Dr. Patrik Skultety wears many hats. He’s the owner of Donuts4You, a professor at Mid-Atlantic Christian University in Elizabeth City and head of a non-profit, Global University Institute, which sponsors students to come to the United States.

“I was walking in their shoes,” Skultety said of his experience as an international student coming to work from his native country of Slovakia. “It was my dream to come to the United States.”

But this year's batch of international students is smaller than usual.

“They’ve had the problem with the embassies in that they were closed, and they couldn’t issue the visas,” Skultety said. “We had, for example, four students. They were supposed to come, but because of the embassies issue, they couldn’t even apply for their visa.”
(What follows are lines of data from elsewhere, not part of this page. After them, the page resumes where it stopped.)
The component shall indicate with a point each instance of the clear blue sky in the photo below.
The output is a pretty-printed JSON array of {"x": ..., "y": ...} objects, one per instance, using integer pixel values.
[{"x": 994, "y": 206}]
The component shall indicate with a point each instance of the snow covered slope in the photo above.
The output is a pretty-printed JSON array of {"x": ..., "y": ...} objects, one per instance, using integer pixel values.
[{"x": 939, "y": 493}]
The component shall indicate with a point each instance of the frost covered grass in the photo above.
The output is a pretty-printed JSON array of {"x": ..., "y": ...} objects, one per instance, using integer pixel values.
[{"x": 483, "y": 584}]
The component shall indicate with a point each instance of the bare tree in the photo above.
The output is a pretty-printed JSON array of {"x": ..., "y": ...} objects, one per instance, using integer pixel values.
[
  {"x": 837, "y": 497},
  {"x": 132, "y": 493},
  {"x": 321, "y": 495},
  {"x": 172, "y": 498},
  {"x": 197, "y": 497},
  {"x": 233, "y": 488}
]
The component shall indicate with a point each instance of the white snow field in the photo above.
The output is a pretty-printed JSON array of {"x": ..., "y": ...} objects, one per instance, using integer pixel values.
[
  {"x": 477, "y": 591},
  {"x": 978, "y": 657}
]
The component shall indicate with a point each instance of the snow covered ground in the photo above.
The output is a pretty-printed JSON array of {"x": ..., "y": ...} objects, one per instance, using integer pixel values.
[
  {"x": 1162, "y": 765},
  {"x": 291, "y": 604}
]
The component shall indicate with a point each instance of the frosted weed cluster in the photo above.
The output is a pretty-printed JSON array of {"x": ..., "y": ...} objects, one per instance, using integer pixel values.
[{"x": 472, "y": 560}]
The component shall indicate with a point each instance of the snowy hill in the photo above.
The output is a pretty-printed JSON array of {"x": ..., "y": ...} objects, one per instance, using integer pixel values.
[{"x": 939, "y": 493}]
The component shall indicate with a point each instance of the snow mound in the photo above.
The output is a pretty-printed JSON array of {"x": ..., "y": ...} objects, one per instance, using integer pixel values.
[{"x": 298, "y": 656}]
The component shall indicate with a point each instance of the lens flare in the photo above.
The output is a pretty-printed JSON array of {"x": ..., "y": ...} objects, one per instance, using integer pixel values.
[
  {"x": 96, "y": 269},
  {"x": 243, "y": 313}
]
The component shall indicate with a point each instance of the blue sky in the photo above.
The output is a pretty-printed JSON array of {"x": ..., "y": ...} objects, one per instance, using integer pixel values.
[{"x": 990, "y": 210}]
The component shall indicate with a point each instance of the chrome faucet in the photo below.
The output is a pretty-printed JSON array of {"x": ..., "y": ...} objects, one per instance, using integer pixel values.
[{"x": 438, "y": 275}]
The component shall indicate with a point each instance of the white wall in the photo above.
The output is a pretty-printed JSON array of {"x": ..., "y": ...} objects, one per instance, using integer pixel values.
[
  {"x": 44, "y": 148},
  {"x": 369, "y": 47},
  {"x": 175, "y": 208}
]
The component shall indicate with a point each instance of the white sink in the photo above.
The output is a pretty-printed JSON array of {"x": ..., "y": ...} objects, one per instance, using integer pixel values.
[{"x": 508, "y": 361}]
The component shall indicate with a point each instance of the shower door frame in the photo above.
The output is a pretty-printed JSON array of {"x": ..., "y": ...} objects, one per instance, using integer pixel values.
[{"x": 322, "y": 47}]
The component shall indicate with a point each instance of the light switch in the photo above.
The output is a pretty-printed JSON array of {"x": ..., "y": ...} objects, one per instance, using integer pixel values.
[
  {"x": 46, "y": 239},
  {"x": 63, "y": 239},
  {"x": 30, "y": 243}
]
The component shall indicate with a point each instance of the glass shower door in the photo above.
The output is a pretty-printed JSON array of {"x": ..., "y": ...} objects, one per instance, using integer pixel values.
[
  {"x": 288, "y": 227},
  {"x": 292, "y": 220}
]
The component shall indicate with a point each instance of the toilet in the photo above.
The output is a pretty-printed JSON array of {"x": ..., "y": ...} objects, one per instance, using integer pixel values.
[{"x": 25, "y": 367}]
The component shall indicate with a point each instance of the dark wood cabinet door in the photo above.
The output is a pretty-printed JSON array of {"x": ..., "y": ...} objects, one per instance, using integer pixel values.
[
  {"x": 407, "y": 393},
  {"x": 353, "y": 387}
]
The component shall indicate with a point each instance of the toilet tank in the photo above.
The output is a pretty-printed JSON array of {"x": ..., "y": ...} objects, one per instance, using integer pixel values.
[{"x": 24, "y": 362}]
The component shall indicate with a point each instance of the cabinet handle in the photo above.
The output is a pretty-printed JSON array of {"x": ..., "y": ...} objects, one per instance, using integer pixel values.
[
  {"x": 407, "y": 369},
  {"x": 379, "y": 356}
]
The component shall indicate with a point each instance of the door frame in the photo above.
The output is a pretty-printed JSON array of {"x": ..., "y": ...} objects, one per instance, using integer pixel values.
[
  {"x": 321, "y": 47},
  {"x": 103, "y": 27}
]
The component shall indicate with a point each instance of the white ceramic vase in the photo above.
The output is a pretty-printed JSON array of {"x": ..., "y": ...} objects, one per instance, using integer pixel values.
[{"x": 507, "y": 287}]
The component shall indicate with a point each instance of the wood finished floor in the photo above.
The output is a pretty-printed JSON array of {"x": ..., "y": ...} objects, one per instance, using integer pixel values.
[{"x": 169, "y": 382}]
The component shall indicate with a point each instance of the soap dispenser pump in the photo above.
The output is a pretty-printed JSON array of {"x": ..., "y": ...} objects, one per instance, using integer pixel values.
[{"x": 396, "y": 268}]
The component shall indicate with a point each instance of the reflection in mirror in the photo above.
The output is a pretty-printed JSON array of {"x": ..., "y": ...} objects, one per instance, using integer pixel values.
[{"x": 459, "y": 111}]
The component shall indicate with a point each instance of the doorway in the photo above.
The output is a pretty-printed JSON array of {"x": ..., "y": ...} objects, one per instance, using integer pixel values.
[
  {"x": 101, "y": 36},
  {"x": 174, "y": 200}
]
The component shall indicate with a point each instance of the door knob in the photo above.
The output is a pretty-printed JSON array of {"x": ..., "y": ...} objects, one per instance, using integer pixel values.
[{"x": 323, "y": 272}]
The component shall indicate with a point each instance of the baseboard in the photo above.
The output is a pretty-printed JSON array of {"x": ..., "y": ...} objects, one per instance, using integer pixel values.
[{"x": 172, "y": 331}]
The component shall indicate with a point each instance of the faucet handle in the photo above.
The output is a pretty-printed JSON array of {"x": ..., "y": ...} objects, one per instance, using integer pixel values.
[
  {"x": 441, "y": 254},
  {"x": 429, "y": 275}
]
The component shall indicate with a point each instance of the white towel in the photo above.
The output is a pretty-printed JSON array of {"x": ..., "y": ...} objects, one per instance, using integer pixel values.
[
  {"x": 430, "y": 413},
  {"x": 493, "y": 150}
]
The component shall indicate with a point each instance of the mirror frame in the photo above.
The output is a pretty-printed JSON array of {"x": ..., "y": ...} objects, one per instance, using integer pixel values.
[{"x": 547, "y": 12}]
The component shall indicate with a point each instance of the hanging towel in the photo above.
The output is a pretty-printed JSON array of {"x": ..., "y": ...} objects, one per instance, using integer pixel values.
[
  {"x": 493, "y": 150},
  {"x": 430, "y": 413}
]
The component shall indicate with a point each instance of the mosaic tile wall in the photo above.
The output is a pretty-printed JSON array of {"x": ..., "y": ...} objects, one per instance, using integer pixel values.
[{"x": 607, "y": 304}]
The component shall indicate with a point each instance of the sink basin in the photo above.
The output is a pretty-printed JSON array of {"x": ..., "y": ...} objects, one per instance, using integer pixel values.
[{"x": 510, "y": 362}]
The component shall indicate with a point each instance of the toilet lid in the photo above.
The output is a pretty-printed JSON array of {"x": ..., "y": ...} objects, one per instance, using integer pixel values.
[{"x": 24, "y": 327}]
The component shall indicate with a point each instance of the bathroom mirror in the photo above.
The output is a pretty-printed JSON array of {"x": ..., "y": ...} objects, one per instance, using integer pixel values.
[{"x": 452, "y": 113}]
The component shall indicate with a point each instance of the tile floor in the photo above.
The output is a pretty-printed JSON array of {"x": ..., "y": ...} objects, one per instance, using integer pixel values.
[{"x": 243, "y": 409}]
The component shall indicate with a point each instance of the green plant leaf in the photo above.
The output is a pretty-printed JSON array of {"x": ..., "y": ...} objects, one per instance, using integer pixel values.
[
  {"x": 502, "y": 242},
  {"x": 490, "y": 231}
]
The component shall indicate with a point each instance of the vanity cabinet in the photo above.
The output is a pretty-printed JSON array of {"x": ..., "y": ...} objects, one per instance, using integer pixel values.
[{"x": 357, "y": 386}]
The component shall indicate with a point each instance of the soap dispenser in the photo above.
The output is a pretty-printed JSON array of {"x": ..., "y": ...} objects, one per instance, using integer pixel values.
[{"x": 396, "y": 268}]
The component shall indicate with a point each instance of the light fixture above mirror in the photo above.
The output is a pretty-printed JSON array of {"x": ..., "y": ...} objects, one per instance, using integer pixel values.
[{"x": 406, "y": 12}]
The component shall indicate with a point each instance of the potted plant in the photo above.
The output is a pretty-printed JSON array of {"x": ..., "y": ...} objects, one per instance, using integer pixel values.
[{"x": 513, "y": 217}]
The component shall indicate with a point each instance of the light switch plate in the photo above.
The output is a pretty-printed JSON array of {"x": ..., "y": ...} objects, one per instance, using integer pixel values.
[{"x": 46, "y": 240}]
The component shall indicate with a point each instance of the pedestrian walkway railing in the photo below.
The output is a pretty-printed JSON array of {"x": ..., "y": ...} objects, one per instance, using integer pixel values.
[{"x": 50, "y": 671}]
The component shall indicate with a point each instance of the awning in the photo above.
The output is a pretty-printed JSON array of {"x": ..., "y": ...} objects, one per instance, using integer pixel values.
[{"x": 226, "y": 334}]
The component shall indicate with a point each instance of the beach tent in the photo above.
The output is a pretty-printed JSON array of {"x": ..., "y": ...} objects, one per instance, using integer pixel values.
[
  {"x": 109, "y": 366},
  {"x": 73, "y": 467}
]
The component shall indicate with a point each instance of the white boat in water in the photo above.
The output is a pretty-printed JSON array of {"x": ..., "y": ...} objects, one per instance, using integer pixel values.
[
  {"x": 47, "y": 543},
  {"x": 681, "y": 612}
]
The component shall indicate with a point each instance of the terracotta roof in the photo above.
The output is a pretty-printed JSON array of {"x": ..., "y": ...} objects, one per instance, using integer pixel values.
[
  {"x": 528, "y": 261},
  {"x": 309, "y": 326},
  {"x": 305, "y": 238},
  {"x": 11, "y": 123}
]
It’s hit those like Dirty Dick’s GM, Rob Barker, hard.

“[I’ve] been running it for 10 years; this is the hardest year I’ve ever had,” Barker said. “In 2019, I had 28 students… I currently, this year, am very lucky. [I’m] very blessed to have 11 students. And the business is up by 30%.”

“A lot of them, they just cut their hours because they’re not open as they used to be because they don’t have enough workers,” Skultety said in reference to impacts of the shortage on local businesses.

For Barker, he has a message for local and state leaders.

“Your constituency needs you,” he said.

Related: Outer Banks restaurants facing challenges finding workers for busy summer season

Meanwhile, Skultety and others are staying positive and hoping local help will be the recipe to help get through.

“I believe that this situation helps us to build a good team, where we’ll be strong inside and we’ll be able to be even better for the next season,” he said.